Every year I find myself reassessing and readdressing every system in my office. It’s even more important to remember that we have hundreds if not thousands of doctors that we work with yearly that also need to look at their systems afresh. We need to focus on systems this week and move forward. The world is changing at the speed of thought. We need new perspectives and the tools to meet every challenge in the form of adaptive systems in our offices. We must see and understand the patterns in the challenges we face, and design creative responses that move beyond just treating the symptoms of those challenges.
The basics of “systems design” lies in five simple but comprehensive areas that I would like to cover this week. A “How to Design Adaptive Systems 101”:
1. Scalability: Any system should, from its inception, have the ability to continue to work as you grow. The goal is to spend enough time in the beginning so that you don’t have to constantly change a system as you grow. Build in the ability for it to work at $70,000 a month or $250,000 a month with very little evolution. Nothing is more frustrating than having to start all over every few years. This requires benchmarking your systems to those of practices that far exceed your current capacity. Begin with the end in mind and you will find that each system will have the ability to be serviceable at just about any level.
2. Repeatable: Great systems are designed to anticipate the wide range of intelligence and adaptability of an ever-changing staff. If it can’t be repeated, it shouldn’t be a system, and you will need to go back to the drawing board. Reproducing a consistent result begins with a system that everyone can embrace and execute. The steps to any system are so intuitive and so compliment your office culture that it becomes a simple process to repeat.

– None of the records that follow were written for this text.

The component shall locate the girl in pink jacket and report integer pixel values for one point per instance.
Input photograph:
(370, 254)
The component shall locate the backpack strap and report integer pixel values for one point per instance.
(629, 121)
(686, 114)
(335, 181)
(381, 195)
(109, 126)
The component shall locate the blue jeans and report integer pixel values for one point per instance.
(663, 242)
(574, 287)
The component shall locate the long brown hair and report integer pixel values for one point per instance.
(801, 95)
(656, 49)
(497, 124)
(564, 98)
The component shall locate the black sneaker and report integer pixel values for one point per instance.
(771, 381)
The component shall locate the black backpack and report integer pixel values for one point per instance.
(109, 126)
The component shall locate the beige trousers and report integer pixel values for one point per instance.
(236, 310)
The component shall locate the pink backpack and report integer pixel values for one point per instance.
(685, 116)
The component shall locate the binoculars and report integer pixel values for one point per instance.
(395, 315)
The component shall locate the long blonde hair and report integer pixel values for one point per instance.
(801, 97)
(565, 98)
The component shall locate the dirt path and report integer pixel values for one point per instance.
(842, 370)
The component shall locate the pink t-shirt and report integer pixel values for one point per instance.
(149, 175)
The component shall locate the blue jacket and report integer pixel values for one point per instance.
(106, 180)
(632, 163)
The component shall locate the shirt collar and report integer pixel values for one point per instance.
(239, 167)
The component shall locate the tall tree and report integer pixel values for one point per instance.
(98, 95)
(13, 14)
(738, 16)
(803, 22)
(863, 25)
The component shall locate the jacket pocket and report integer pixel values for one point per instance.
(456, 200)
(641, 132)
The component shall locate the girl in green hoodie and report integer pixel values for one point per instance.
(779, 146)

3. Flexible: Systems bounce off every type of patient and situation you can imagine. They must be broadly based to appear to be flexible in every situation while consistent in their result. Systems that work are accepted by the public as consistent, understandable, and normal. They are so flexible that just about anyone can accept them.

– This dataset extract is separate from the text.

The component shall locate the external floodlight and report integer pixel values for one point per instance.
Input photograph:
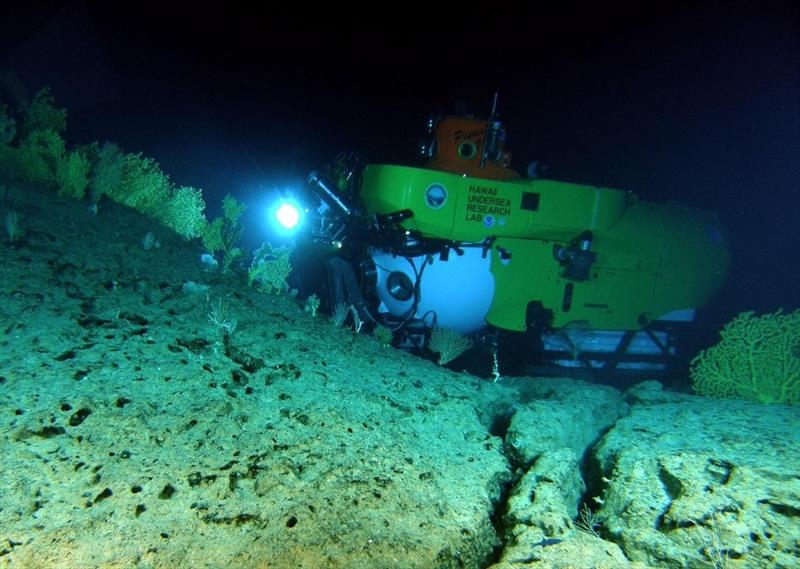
(288, 215)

4. Sustainable: This goes back to the longevity of the system. It should easily evolve as years go by to survive the disposable mentality we live in. They were so well thought out that we are a little surprised at how universal they have become in their flexibility and scalability.
5. All people are replaceable: In leadership, systems create the feet for your vision. The stark reality is that with a strong vision and the systems to support it, employees will be the weakest link. You will never go any further than the one employee with the lowest commitment to your vision. It is the weakest link theory. We, as leaders, must quickly eliminate any employee that cannot work under the systems we have designed to insure that our visions become reality.
Time marches on, and systems have to be a “top of mind” kind of thing. With great systems, things move seamlessly towards success. Without them, you flounder in mediocrity and daily stress. This is how you Summit.